My 2010 Mac Pro is doing fine for Dota 2, Minecraft, Bioshock Infinite, and the like. I upgraded the processor to a 6-core 3.33GHz and it's got a Radeon 7950 in it; if you're willing to deal with kludging Nvidia web driver support or with flashing cards there are other better GPU options as well.

Handles 720p and 1080p video editing and compositing fine as well.

What are the bottlenecks I should look out for? Thunderbolt I'm guessing. Can I put a GTX 1080 or something similar?
 

Fuchsdh

Member
What are the bottlenecks I should look out for? Thunderbolt I'm guessing. Can I put a GTX 1080 or something similar?

At this point the main issues with using a classic Mac Pro is I/O and processor. The fastest processor you can stick in it is a single or dual 3.46GHz, but that's still the best workstation performance you can buy... from 2012. This is intensely game-dependent; some games it won't matter, some it will.

You can get faster flash storage or USB 3 via PCI add-on cards, although you need to do your homework with regards to Mac compatibility (or Mac/Windows compatibility if you're going to do dual-booting.) Thunderbolt is a no-go, period, although diehards would argue that with all that internal expansion it doesn't matter.

To use Nvidia's cards you need to use their web drivers, which at the moment haven't been updated for the 10XX line.

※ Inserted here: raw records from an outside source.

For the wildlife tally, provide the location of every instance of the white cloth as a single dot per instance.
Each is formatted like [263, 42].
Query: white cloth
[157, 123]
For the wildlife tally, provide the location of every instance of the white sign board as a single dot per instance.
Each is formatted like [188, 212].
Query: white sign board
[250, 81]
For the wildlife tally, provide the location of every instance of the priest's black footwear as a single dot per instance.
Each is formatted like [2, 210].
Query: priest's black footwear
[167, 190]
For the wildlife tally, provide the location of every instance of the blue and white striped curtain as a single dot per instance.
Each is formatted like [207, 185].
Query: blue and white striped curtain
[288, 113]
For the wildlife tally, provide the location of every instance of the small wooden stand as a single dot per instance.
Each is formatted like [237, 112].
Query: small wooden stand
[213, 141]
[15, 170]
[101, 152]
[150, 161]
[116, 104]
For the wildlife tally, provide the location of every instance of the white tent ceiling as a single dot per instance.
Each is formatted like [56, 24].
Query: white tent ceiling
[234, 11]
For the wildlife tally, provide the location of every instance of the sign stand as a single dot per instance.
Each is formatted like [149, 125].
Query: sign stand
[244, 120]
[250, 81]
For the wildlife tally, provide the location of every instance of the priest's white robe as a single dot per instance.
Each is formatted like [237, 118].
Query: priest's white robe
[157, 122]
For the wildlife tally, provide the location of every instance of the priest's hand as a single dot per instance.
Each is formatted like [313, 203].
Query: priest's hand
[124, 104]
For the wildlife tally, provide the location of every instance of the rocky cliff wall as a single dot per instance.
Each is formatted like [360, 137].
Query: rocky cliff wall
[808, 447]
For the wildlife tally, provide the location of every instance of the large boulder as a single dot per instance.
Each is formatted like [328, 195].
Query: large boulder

You could throw a 980 or Titan X or whatever in there and it'd be fine, though.

It's worth noting that Thunderbolt 3 coming to Macs with the presumable next refreshes this year will bring the possibility of non-kludgy (or significantly less kludgy) external GPU support, in which most cases you're getting a sizable percentage of full performance off whatever card you throw in. So you could get a modern Mac and skimp on the expensive GPU upgrades and get an upgradable and transferrable upgrade path for the graphics down the line.